Однажды я прилетел в Дамаск. Мне говорят: «сейчас евреи опять будут ракетами долбить по аэропорту». Я спрашиваю: «А сколько у вас война с Израилем длится?». Мне отвечают: «То ли с 1973, то ли с 1974. Мы уже сами не помним. Воюем и воюем». Конечно, у нас такого не будет. У нас сконцентрированные геополитические интересы во всем мире. Но мне также понятно, что это не история в недели.
Я до нынешней своей деятельности занимался наукой. В системных процессах есть такое правило: в начальной точке проблемы есть 10 вариантов ее решения. Но если это по-настоящему серьезная проблема, которая не решается сама собой, то с течением времени одни за другим отмирают самые благоприятные варианты ее решения и остаются самые тяжелые, требующие больших затрат, ресурсов и последствий. Сейчас украинское государство — это такая же системная проблема, но мы уже лет 20 избавлялись от благоприятных вариантов, и у нас осталась только война.

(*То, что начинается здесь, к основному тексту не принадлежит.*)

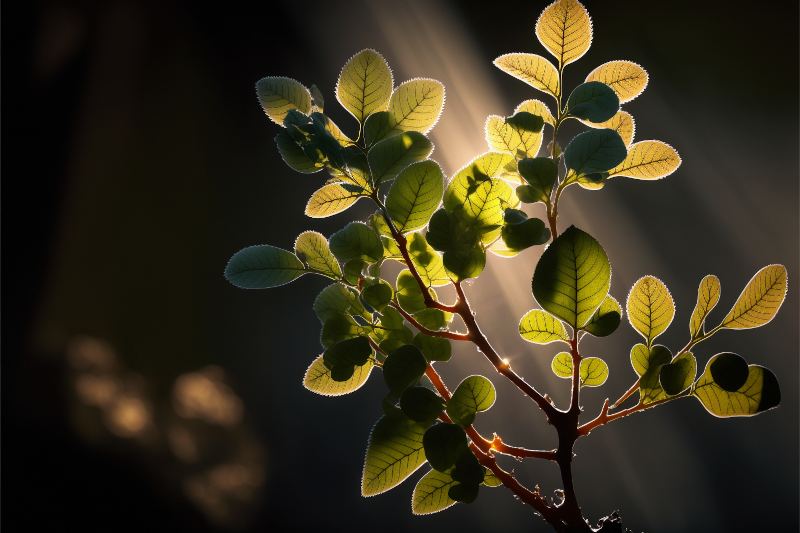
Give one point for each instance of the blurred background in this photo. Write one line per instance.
(140, 390)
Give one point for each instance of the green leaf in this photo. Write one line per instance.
(760, 300)
(312, 248)
(679, 375)
(707, 298)
(572, 277)
(365, 84)
(404, 367)
(278, 95)
(542, 328)
(390, 156)
(263, 266)
(430, 494)
(357, 241)
(394, 452)
(606, 319)
(415, 195)
(644, 358)
(464, 265)
(595, 151)
(562, 365)
(428, 263)
(473, 395)
(540, 173)
(421, 404)
(593, 372)
(444, 444)
(650, 308)
(331, 199)
(760, 391)
(318, 379)
(433, 348)
(339, 327)
(593, 101)
(417, 104)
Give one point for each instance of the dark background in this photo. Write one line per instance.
(136, 161)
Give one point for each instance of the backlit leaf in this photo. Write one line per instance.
(430, 494)
(394, 452)
(318, 379)
(534, 70)
(572, 277)
(650, 308)
(365, 84)
(626, 78)
(542, 328)
(415, 194)
(648, 160)
(593, 372)
(312, 248)
(760, 300)
(392, 155)
(329, 200)
(707, 298)
(263, 266)
(565, 29)
(417, 104)
(278, 95)
(606, 319)
(595, 151)
(759, 393)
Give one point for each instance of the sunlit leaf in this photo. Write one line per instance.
(263, 266)
(595, 151)
(318, 379)
(606, 319)
(278, 95)
(473, 395)
(562, 365)
(626, 78)
(365, 84)
(650, 308)
(542, 328)
(760, 300)
(417, 104)
(593, 372)
(357, 241)
(565, 29)
(430, 494)
(572, 277)
(390, 156)
(415, 194)
(759, 392)
(534, 70)
(312, 248)
(648, 160)
(679, 375)
(707, 298)
(394, 452)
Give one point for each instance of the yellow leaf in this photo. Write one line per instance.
(416, 105)
(622, 123)
(626, 78)
(534, 70)
(329, 200)
(648, 160)
(650, 308)
(565, 29)
(279, 95)
(365, 84)
(707, 298)
(535, 107)
(760, 300)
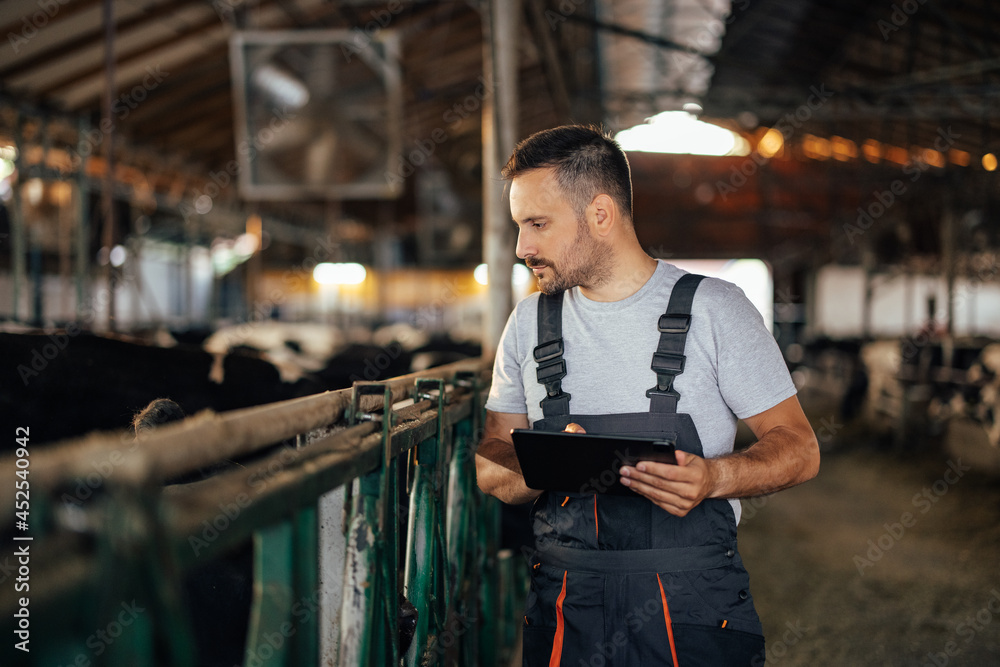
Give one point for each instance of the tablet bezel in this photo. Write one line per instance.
(584, 462)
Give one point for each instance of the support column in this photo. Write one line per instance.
(499, 119)
(108, 126)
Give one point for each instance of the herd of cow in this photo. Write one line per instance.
(69, 382)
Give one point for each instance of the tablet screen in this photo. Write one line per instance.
(583, 462)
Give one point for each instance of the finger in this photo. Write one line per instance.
(650, 471)
(670, 502)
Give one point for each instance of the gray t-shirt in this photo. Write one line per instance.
(733, 370)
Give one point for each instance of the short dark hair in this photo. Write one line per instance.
(587, 162)
(160, 411)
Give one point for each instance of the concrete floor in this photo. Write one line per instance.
(883, 559)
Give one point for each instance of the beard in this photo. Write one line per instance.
(588, 266)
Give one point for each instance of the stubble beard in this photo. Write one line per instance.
(592, 268)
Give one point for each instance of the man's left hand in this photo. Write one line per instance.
(676, 488)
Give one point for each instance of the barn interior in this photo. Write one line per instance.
(252, 206)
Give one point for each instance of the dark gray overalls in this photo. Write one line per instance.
(615, 579)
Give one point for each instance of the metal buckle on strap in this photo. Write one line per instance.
(554, 370)
(669, 392)
(674, 323)
(556, 402)
(668, 362)
(547, 351)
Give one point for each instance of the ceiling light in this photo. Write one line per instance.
(681, 132)
(339, 274)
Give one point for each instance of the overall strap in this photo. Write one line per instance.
(548, 355)
(668, 360)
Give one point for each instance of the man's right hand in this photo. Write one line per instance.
(498, 472)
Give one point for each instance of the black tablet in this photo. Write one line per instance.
(582, 462)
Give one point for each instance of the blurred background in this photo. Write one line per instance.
(233, 202)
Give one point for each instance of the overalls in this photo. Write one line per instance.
(615, 579)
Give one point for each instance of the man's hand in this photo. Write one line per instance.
(497, 471)
(786, 453)
(676, 488)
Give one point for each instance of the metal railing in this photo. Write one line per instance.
(345, 506)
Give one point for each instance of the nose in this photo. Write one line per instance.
(523, 249)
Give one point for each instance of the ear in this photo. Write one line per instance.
(602, 215)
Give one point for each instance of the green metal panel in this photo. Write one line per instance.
(121, 570)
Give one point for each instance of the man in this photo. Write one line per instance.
(655, 578)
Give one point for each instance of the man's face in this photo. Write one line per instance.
(552, 240)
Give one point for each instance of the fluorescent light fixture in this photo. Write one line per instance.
(519, 277)
(339, 274)
(682, 132)
(480, 275)
(117, 256)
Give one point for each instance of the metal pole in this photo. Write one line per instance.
(108, 126)
(499, 136)
(83, 213)
(17, 246)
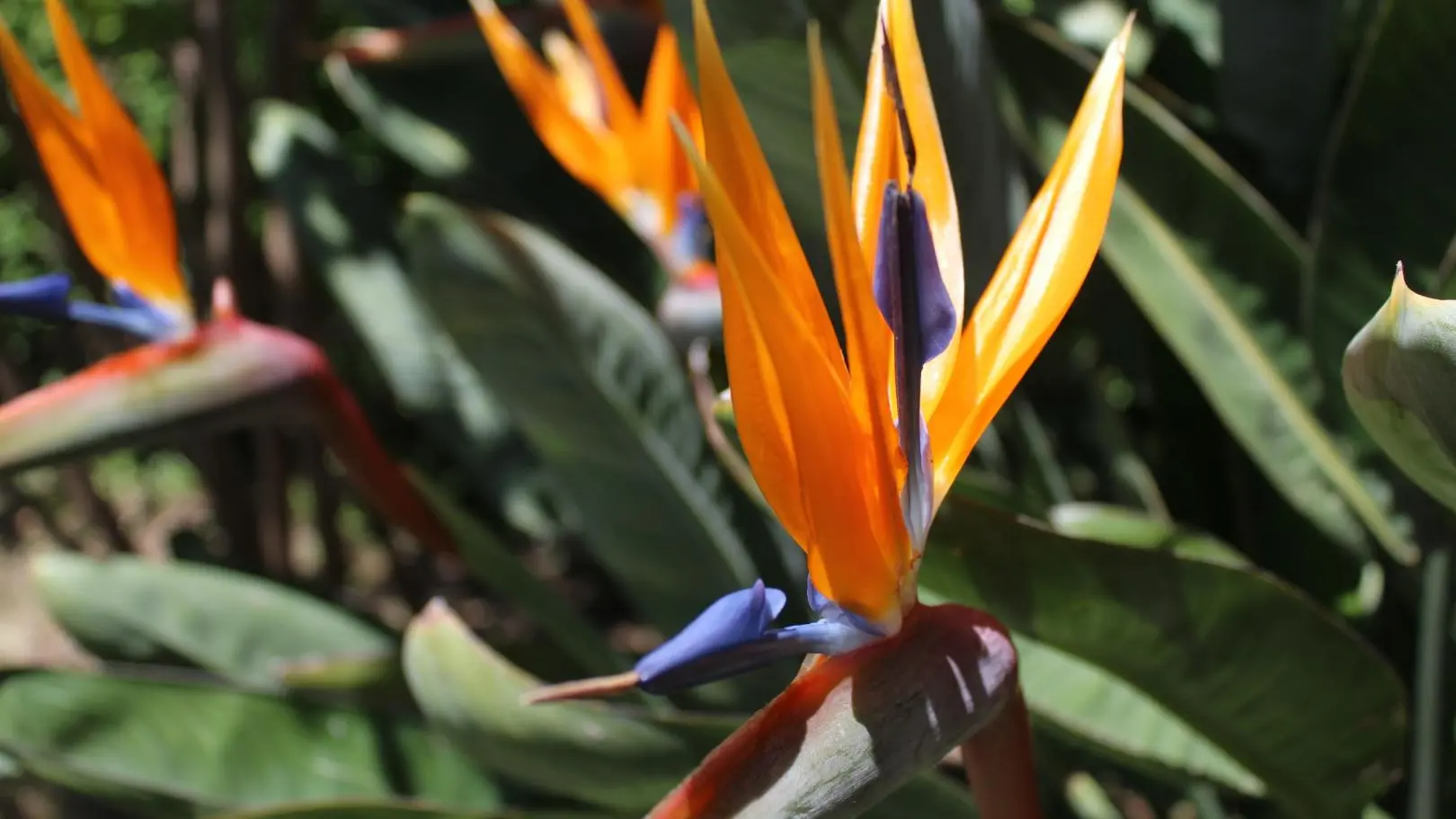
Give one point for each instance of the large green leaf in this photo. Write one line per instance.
(216, 750)
(348, 232)
(485, 154)
(1282, 690)
(350, 235)
(596, 387)
(502, 573)
(1184, 227)
(1382, 196)
(617, 758)
(244, 628)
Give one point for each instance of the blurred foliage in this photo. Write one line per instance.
(1212, 574)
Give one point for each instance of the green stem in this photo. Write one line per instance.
(1432, 704)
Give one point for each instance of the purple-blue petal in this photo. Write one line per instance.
(915, 302)
(41, 298)
(732, 619)
(49, 298)
(692, 235)
(821, 637)
(833, 612)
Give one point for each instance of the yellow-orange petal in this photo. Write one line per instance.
(126, 169)
(662, 169)
(881, 156)
(622, 112)
(737, 159)
(575, 80)
(866, 330)
(596, 159)
(1040, 274)
(798, 427)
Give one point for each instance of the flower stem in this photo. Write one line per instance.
(1000, 765)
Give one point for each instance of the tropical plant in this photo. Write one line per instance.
(1216, 589)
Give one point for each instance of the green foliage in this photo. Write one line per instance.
(1191, 521)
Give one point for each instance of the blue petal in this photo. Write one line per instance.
(732, 619)
(692, 235)
(732, 636)
(915, 302)
(145, 318)
(821, 637)
(830, 611)
(41, 298)
(49, 298)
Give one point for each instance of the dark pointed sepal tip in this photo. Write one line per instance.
(582, 688)
(909, 289)
(852, 729)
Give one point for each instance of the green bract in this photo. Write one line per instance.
(1399, 375)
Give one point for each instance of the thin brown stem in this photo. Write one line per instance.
(1000, 765)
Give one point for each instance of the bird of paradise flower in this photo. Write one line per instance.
(855, 450)
(222, 372)
(582, 111)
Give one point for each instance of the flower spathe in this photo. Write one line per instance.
(855, 448)
(225, 370)
(582, 110)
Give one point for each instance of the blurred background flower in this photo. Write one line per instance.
(1213, 577)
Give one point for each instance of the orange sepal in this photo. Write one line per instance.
(103, 178)
(1043, 270)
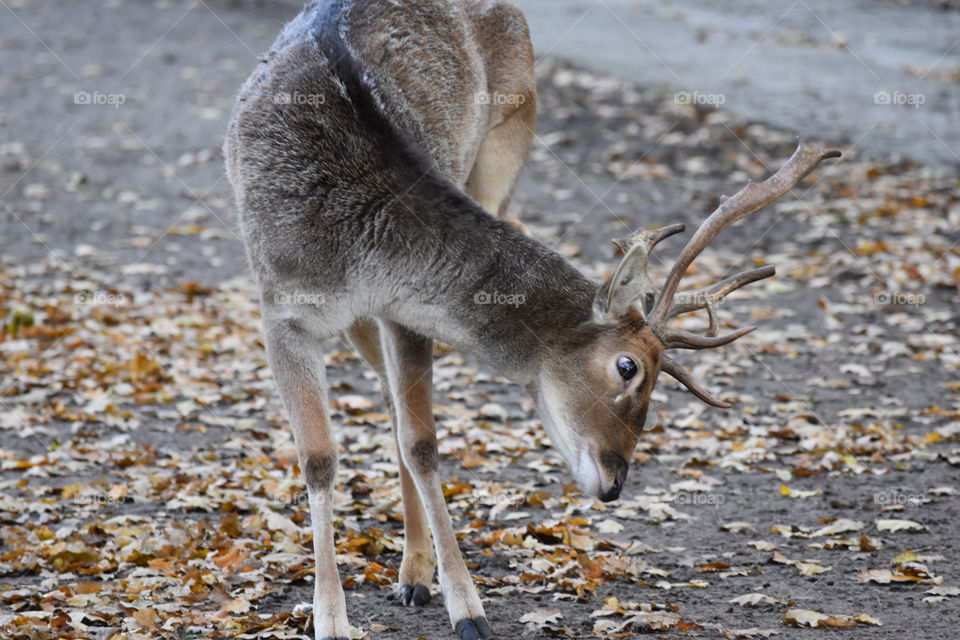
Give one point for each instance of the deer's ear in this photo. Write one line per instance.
(630, 285)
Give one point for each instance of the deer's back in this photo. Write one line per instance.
(357, 102)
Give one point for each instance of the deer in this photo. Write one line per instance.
(372, 153)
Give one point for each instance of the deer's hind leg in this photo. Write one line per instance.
(416, 568)
(298, 368)
(408, 359)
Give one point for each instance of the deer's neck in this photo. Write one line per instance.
(478, 283)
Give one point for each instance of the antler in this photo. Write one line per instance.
(695, 299)
(631, 282)
(749, 199)
(668, 305)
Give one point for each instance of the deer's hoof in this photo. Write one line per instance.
(414, 595)
(473, 628)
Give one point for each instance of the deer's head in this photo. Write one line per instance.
(593, 393)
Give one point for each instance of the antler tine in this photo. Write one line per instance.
(685, 378)
(752, 197)
(695, 299)
(714, 327)
(680, 339)
(630, 281)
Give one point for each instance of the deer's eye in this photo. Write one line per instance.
(626, 367)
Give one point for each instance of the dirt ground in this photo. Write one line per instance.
(147, 487)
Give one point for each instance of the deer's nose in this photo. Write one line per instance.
(617, 466)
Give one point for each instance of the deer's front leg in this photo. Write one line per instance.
(409, 360)
(298, 368)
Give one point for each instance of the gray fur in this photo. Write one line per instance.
(372, 218)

Всем известно высказывание Клаузевица, что война — это политика другими средствами. Но не все толком задумываются, что оно означает. Так и у нас, война — это единственное средство в политике, а не альтернатива политике. Но мы все равно продолжаем говорить, что нам так долго и тяжело приходится воевать, поэтому давайте что-то еще придумаем. Все, что можно было «еще придумать», уже отпало на предыдущих исторических этапах.
Понятно, что это дело тяжелое, трудное и с жертвами. Но у нас других вариантов не осталось.
- Давайте закончим на мажорной ноте. Есть ли сейчас смысл рассуждать, куда мы двинемся, когда закончим с освобождением Донбасса?
— Мне в этой связи вспоминается анекдот про пессимиста и оптимиста. Пессимист говорит: «Боже мой, как все плохо, хуже уже быть не может», а оптимист ему отвечает: «может, еще как может». Вот такая у нас мажорная нота.
Что значит «после Донбасса?». Я понимаю, почему политики ведут риторику о том, что мы освобождаем Донбасс. Но лично я не за Донбасс воюю. Мы воюем за русскую цивилизацию, которая либо есть, либо нет. Это не кот Шредингера, который немножко жив, немножко мертв.
Куда мы можем двинуться? Туда, где есть русская цивилизация. Это и Приднестровье, и другие украинские регионы. Она везде, за исключением образований, которых пришили Украине случайным образом. Закарпатье — это Венгрия, Черновцы — это Румыния. Понятно, что просто так отдать эти территории после того, что они с нами сделали, мы не можем. Но мы должны понимать, где настоящий русский мир как часть нашего тела или как часть нашей семьи.